It is strictly forbidden to strike our fellow man. Even raising a hand to threaten someone is considered a wicked act.
The Torah tells us that if a transgressor is liable for lashing, “Forty [lashes] shall he be smitten, and not more; lest more be added to them and there be an excessive blow, and your brother will be disgraced in your eyes” (Devarim 25:3). Rambam (Chovel uMazik 5:1) points out that if the Torah forbids smiting even a convicted criminal more than the prescribed punishment, certainly it must be forbidden for anyone to smite his fellow man.
Rambam draws our attention to whom it is forbidden to hit – a wicked person. But just as significant is why the Torah forbids hitting him.
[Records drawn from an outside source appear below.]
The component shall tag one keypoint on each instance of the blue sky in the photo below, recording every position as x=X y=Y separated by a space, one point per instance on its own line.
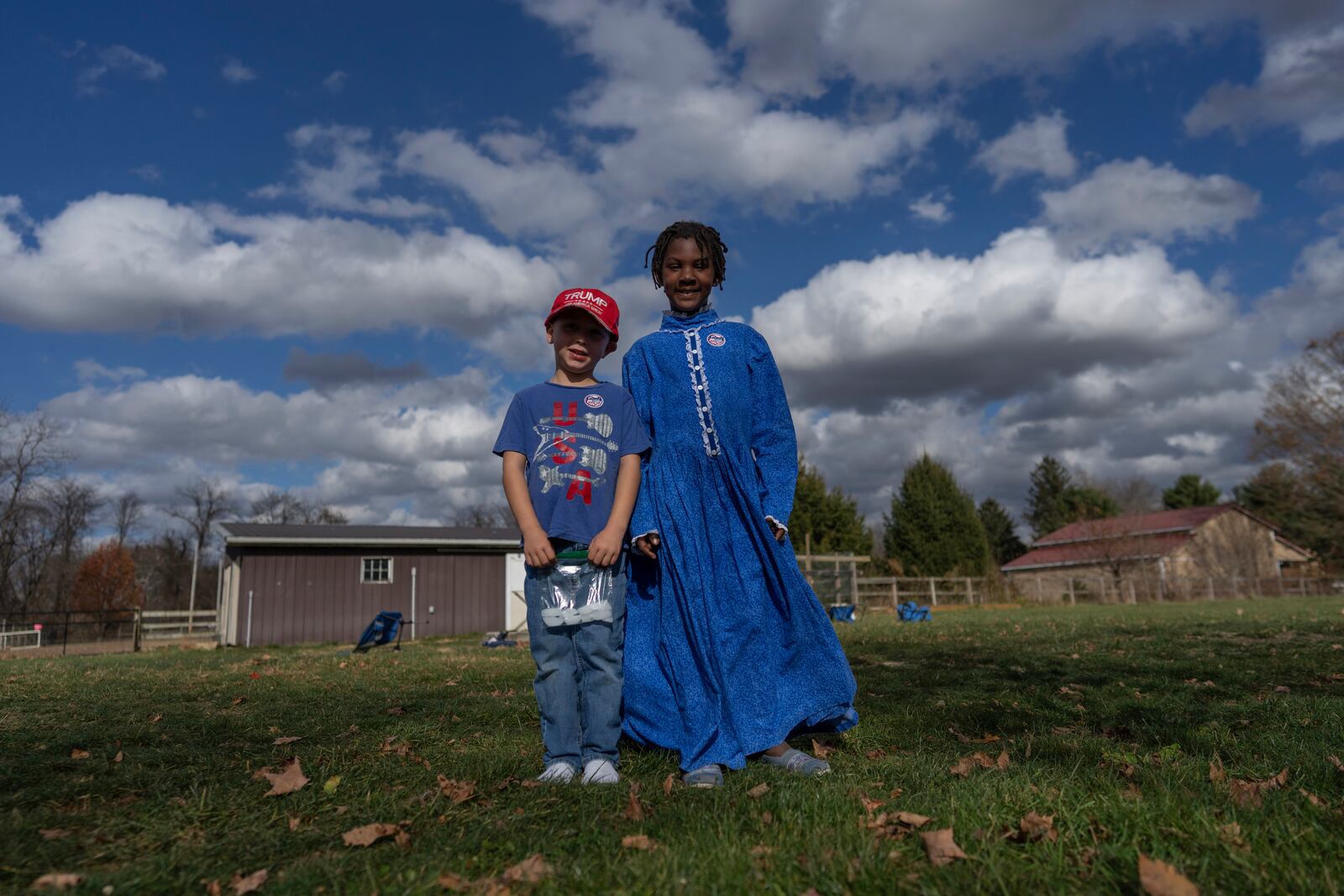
x=311 y=248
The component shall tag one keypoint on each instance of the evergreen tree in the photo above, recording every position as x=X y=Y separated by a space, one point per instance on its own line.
x=1191 y=490
x=1047 y=506
x=1000 y=531
x=830 y=517
x=933 y=528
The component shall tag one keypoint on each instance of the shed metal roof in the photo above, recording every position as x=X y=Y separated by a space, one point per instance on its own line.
x=277 y=533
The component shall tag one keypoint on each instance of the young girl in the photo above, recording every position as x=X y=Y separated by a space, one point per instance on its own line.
x=727 y=649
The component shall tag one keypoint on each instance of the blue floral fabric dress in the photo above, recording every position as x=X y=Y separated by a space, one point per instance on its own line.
x=727 y=651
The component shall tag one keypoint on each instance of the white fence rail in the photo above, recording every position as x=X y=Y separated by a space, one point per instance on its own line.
x=158 y=625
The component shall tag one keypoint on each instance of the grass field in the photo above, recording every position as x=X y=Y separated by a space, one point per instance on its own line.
x=1110 y=719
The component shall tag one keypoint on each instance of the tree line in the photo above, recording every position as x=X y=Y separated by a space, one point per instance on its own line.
x=49 y=560
x=934 y=528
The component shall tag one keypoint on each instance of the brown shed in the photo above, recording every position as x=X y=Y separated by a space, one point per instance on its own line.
x=313 y=584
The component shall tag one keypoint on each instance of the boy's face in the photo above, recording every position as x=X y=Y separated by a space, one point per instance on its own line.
x=580 y=342
x=687 y=275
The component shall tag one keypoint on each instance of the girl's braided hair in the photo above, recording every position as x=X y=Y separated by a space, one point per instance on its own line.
x=705 y=237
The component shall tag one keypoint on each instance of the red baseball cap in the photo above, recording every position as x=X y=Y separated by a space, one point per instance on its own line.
x=597 y=304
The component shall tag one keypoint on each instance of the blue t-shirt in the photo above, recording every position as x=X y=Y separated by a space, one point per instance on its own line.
x=573 y=438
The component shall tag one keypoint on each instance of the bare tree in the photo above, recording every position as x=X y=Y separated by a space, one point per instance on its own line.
x=286 y=508
x=203 y=504
x=73 y=506
x=1303 y=423
x=131 y=511
x=30 y=450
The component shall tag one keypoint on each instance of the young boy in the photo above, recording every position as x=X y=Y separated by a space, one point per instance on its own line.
x=571 y=470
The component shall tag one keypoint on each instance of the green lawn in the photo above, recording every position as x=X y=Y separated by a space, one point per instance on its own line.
x=1110 y=718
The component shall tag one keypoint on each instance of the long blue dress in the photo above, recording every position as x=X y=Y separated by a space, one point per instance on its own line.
x=727 y=651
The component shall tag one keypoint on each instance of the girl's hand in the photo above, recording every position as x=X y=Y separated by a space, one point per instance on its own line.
x=605 y=548
x=537 y=548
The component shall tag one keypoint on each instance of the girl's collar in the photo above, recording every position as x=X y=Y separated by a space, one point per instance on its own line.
x=680 y=322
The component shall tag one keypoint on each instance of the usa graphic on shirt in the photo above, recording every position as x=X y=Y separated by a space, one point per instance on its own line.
x=573 y=439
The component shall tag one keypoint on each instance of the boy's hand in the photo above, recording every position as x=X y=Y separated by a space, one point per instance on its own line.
x=605 y=548
x=648 y=546
x=537 y=548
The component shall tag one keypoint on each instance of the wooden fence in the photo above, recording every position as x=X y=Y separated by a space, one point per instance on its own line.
x=837 y=579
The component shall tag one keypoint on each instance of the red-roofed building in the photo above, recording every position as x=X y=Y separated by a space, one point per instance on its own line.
x=1171 y=553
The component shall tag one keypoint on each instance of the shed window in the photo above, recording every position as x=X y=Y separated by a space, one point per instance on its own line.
x=376 y=570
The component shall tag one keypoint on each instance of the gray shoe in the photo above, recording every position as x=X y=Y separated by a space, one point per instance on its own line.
x=703 y=777
x=797 y=762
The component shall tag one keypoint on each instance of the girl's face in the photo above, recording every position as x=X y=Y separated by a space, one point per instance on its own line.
x=687 y=275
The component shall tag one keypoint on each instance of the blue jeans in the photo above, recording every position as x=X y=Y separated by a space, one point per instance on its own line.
x=578 y=674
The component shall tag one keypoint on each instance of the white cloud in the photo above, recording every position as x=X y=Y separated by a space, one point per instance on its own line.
x=932 y=208
x=710 y=141
x=118 y=60
x=136 y=264
x=1030 y=148
x=1136 y=199
x=417 y=450
x=237 y=73
x=1301 y=85
x=89 y=369
x=916 y=325
x=336 y=170
x=796 y=46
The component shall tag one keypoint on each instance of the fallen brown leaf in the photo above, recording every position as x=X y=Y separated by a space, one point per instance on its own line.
x=1160 y=879
x=249 y=884
x=369 y=835
x=457 y=790
x=633 y=809
x=286 y=781
x=940 y=846
x=638 y=841
x=1247 y=793
x=57 y=880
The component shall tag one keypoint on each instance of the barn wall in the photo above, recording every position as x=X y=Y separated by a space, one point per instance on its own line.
x=316 y=595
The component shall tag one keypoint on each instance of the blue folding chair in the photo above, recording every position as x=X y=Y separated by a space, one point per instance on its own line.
x=385 y=626
x=842 y=611
x=911 y=611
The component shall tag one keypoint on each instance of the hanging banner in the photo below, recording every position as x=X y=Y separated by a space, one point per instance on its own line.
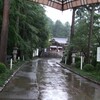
x=98 y=54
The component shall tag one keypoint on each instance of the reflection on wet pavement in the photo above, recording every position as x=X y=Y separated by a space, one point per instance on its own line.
x=23 y=86
x=56 y=83
x=44 y=79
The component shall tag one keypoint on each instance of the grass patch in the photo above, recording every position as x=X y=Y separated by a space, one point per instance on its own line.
x=4 y=76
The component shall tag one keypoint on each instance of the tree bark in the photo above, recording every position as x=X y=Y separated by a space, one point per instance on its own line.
x=90 y=33
x=69 y=59
x=4 y=31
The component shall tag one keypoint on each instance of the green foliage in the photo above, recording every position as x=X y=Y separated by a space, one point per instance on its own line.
x=28 y=27
x=88 y=67
x=2 y=68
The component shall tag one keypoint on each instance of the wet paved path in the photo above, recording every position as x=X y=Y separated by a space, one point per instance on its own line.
x=45 y=80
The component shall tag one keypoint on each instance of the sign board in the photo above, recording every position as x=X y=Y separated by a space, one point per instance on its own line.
x=98 y=54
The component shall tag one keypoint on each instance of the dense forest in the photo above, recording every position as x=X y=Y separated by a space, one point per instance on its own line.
x=28 y=27
x=23 y=24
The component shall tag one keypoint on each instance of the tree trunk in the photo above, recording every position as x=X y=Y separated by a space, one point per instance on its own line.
x=90 y=33
x=69 y=59
x=4 y=31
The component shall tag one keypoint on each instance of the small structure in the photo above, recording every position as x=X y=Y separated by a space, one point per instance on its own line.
x=58 y=44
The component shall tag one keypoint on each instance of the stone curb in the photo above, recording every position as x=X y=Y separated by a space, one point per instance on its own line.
x=64 y=66
x=7 y=81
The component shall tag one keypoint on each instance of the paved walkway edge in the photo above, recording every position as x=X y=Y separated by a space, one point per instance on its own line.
x=7 y=81
x=65 y=67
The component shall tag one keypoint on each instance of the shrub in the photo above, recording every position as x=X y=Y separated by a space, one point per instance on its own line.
x=98 y=66
x=77 y=64
x=88 y=67
x=2 y=68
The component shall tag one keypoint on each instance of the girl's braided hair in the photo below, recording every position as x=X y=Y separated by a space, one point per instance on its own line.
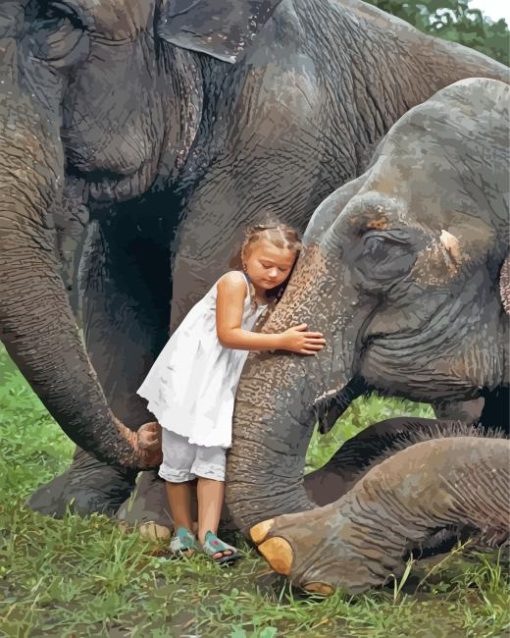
x=280 y=235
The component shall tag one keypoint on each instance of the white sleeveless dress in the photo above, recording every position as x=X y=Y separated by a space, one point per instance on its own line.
x=191 y=387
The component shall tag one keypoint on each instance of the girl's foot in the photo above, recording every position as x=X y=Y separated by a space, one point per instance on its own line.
x=183 y=543
x=221 y=552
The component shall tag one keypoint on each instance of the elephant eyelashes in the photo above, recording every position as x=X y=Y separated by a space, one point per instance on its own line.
x=384 y=256
x=55 y=31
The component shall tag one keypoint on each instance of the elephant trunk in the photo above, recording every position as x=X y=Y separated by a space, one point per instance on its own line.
x=360 y=540
x=36 y=321
x=272 y=429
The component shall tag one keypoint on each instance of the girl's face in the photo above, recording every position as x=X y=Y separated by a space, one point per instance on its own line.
x=267 y=265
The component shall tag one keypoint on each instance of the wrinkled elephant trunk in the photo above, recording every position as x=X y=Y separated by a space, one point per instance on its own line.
x=273 y=424
x=36 y=322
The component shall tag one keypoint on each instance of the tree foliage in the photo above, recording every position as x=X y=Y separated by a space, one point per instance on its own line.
x=454 y=20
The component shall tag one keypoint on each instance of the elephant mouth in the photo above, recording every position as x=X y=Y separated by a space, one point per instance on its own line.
x=110 y=186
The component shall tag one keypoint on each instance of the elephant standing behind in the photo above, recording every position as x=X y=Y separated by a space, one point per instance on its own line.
x=163 y=128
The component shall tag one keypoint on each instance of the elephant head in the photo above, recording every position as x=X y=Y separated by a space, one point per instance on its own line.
x=66 y=134
x=403 y=271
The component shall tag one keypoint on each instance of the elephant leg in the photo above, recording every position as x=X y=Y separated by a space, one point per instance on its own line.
x=125 y=290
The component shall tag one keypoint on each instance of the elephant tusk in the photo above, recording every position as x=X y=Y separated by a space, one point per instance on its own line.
x=261 y=530
x=151 y=531
x=278 y=553
x=319 y=588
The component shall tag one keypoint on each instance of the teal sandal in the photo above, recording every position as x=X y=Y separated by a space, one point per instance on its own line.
x=183 y=543
x=213 y=545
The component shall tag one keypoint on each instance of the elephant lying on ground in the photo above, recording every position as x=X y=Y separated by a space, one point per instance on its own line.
x=459 y=484
x=405 y=272
x=125 y=128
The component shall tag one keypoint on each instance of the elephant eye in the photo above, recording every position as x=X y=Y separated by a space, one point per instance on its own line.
x=384 y=256
x=55 y=31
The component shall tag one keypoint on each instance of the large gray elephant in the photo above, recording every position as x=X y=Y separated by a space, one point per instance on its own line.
x=405 y=271
x=138 y=138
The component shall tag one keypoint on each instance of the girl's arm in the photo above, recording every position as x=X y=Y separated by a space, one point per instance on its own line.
x=231 y=293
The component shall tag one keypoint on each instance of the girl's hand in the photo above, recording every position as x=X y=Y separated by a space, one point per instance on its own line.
x=148 y=442
x=297 y=339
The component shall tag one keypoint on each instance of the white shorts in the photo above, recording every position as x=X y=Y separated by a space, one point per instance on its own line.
x=183 y=461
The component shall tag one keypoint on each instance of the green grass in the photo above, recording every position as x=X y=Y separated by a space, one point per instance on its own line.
x=84 y=577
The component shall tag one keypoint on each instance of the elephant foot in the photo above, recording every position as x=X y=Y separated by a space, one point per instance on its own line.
x=88 y=486
x=303 y=547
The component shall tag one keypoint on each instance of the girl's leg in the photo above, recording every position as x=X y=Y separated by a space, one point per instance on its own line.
x=210 y=501
x=179 y=501
x=209 y=466
x=178 y=456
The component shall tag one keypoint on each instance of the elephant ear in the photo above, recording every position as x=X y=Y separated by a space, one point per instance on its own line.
x=504 y=285
x=221 y=28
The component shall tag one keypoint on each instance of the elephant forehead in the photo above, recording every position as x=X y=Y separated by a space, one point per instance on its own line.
x=118 y=19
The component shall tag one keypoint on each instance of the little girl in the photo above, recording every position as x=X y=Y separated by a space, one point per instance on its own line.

The verse does not talk about his pain and suffering, but rather about his loss of dignity.
This emphasis on the loss of dignity is evident in other aspects of these laws. For instance, one of the five categories of payment that the assailant is liable for is the victim’s shame. (The others are: lost earnings due to permanent damage, pain and suffering; and medical expenses which are due to temporary convalescenceSA CM 420:3)
And even though Torah law creates liability for shame only in a physical assault, many communities imposed legal liability for purely verbal assault (Shulchan Arukh Choshen Mishpat 420:39 and in Rema 421:13).
By the same token, the payment made to the injured party serves not only to make good his loss; it also serves as a way for the injurer to make amends and to effect a reconciliation between the two. This also finds a parallel in the verse we just cited. While the previous verse refers to the condemned individual as “the guilty person”, the verse above calls him “your brother”. Rashi explains that once he has received his punishment, he is fully restored to brotherhood.